Kawa: Strings

Strings

Strings are sequences of characters. The length of a string is the number of characters that it contains, as an exact non-negative integer. This number is usually fixed when the string is created, however, you can extend a mutable string with the (Kawa-specific) string-append! function. The valid indices of a string are the exact non-negative integers less than the length of the string. The first character of a string has index 0, the second has index 1, and so on.

Strings are implemented as a sequence of 16-bit char values, even though they’re semantically a sequence of 32-bit Unicode code points. A character whose value is greater than #xffff is represented using two surrogate characters. The implementation allows for natural interoperability with Java APIs. However it does make certain operations (indexing or counting based on character counts) difficult to implement efficiently. Luckily one rarely needs to index or count based on character counts; alternatives are discussed below.

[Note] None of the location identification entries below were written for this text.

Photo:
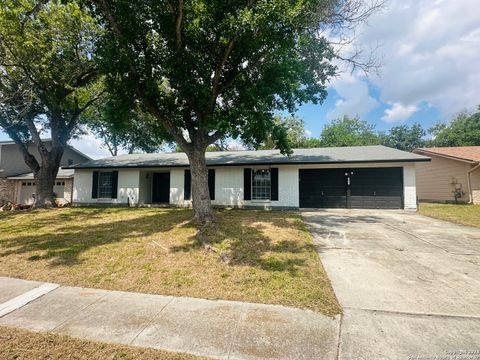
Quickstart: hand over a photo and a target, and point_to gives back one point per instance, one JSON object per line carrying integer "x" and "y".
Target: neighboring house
{"x": 348, "y": 177}
{"x": 16, "y": 179}
{"x": 453, "y": 175}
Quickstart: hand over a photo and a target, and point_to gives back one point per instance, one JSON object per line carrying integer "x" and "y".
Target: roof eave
{"x": 253, "y": 164}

Some of the procedures that operate on strings ignore the difference between upper and lower case. The names of the versions that ignore case end with “-ci” (for “case insensitive”).

Type: string

The type of string objects. The underlying type is the interface java.lang.CharSequence. Immultable strings are java.lang.String, while mutable strings are gnu.lists.FString.

Basic string procedures

Procedure: string? obj

Return #t if obj is a string, #f otherwise.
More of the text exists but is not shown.